El proyecto superpone los pliegues de la venera con las trazas del casco histórico de Santiago, fundiendo el terreno y las cubiertas con un gesto que pone en cuestión los límites entre lo tectónico y lo estereotómico.

Si se compara la ampulosidad teatral de estos ropajes rotundos con las incisiones caligráficas y los dobleces aristados de proyectos anteriores, se advierte que el arquitecto norteamericano abandona aquí el hieratismo plisado de las esculturas románicas por las túnicas ondulantes de los ángeles góticos, las fachadas diagramáticas de los palacios renacentistas por el fragor volumétrico de los retablos barrocos, o la geometría facetada del caza F-117 Nighthawk por la horizontalidad alabeada, colosal y flotante del bombardero B-2 Spirit. Por un azar onomástico, Peter Eisenman reúne en su nombre el hierro tectónico y la piedra estereotómica, y es posible que su deriva de la malla sintáctica al volumen escultórico sea también un deslizamiento del apellido familiar al patronímico individual; pero por otro azar extraordinario, el arquitecto tiene un hermano teólogo y erudito bíblico quien ha argumentado detalladamente que el Santiago asociado a la venera y quizás enterrado en Compostela no es Santiago el Mayor, sino Santiago el hermano de Jesús, a su juicio el único de los Santiagos del Nuevo Testamento con existencia histórica probada, identificado como el Maestro de Justicia en los Manuscritos del Mar Muerto, y al que debe considerarse, por delante de Pedro, como legítimo sucesor de Cristo en el liderazgo de la Iglesia.

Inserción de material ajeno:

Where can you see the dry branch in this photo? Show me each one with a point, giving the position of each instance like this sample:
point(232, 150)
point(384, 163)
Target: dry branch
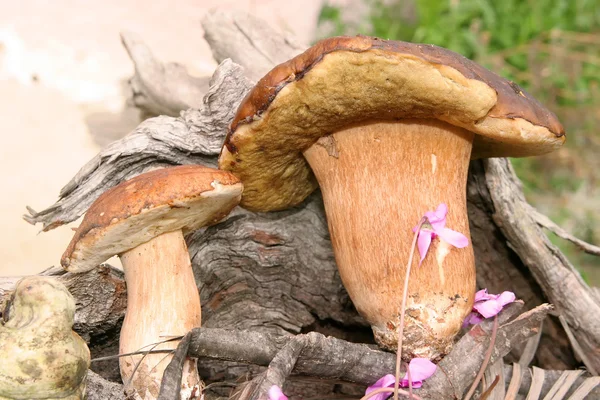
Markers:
point(161, 89)
point(275, 272)
point(561, 283)
point(248, 41)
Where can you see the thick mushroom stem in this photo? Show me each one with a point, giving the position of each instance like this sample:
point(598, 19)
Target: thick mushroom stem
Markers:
point(162, 302)
point(378, 180)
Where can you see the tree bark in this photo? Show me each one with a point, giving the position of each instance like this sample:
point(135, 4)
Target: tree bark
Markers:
point(275, 272)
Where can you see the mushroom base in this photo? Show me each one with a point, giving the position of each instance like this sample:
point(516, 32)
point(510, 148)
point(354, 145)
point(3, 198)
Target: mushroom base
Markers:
point(162, 302)
point(378, 179)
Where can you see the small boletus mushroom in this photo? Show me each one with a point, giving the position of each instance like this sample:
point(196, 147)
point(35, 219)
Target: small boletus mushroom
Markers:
point(388, 129)
point(40, 355)
point(143, 220)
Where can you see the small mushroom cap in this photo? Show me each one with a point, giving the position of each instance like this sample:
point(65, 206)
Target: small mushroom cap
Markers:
point(344, 81)
point(185, 197)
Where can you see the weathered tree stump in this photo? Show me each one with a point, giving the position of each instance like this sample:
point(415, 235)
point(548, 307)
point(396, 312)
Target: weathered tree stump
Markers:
point(274, 273)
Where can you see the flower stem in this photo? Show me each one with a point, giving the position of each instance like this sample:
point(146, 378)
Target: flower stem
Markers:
point(486, 360)
point(400, 328)
point(388, 390)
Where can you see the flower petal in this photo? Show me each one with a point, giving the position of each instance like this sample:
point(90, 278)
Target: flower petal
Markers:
point(420, 369)
point(472, 319)
point(423, 243)
point(506, 297)
point(385, 381)
point(489, 308)
point(482, 295)
point(454, 238)
point(275, 393)
point(437, 218)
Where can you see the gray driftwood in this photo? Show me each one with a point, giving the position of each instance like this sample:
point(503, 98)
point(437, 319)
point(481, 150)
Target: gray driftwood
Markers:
point(247, 41)
point(275, 272)
point(158, 88)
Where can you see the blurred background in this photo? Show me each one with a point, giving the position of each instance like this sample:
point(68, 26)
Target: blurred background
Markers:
point(63, 76)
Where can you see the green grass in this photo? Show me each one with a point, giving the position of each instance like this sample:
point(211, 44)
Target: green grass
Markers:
point(549, 47)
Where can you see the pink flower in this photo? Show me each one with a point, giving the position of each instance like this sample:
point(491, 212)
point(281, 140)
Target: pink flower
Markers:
point(420, 369)
point(435, 227)
point(275, 393)
point(488, 305)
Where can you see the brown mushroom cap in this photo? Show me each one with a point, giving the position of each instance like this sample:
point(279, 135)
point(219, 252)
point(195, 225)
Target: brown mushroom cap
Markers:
point(184, 197)
point(344, 81)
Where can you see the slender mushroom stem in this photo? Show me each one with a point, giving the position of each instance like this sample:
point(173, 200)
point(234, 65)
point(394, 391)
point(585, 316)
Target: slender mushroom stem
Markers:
point(377, 179)
point(162, 302)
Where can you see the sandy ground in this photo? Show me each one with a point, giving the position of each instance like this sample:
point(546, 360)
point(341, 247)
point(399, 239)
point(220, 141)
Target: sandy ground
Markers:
point(62, 78)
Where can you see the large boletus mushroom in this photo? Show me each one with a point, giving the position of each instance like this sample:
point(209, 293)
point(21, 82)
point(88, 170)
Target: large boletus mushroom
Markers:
point(143, 220)
point(388, 129)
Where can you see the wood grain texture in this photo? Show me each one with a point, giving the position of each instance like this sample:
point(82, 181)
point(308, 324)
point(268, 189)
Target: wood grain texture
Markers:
point(275, 272)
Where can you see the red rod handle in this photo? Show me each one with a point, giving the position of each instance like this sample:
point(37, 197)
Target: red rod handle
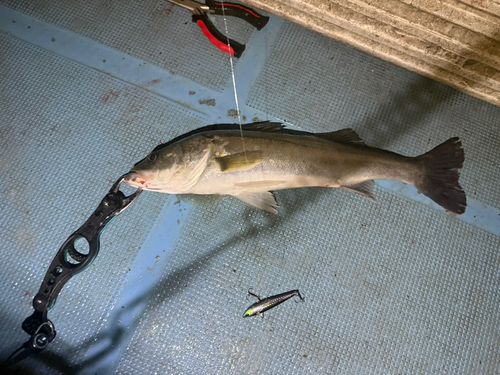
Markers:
point(216, 42)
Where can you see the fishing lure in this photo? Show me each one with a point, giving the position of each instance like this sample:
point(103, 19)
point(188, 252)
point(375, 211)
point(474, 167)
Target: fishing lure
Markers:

Esa coincidencia inesperada cierra un fraternal círculo virtuoso, que encomienda a un arquitecto judío la construcción de un santuario de la cultura frente a la tumba del rival de un Pablo gentil y helenístico que consiguió hacer universal la nueva religión seccionando sus raíces mosaicas. Es posible que la tumba del Apóstol fuese sólo una genial invención de la medieval renovatio asturiana para tejer el norte de España con la Europa cristiana; es posible que el actual presidente de la Xunta de Galicia, Manuel Fraga, no se contemple como el sucesor de los constructores de la catedral, los obispos Peláez y Gelmírez; y es posible que el relato de Robert Eisenman sobre Santiago no sea sino una sugerente hipótesis trenzada con los mimbres delgados de la erudición y la ficción. Pero en la página más famosa de À la recherche du temps perdu, Proust advierte que la envoltura de su magdalena reproduce el abanico estriado de la concha peregrina, y es seguro que el placer producido por esta forma ondulante, mágica y mítica no puede sino augurar un final venturoso a este camino arquitectónico que lleva de la gramática a la memoria, del doblez a la onda y del ojo a la piel.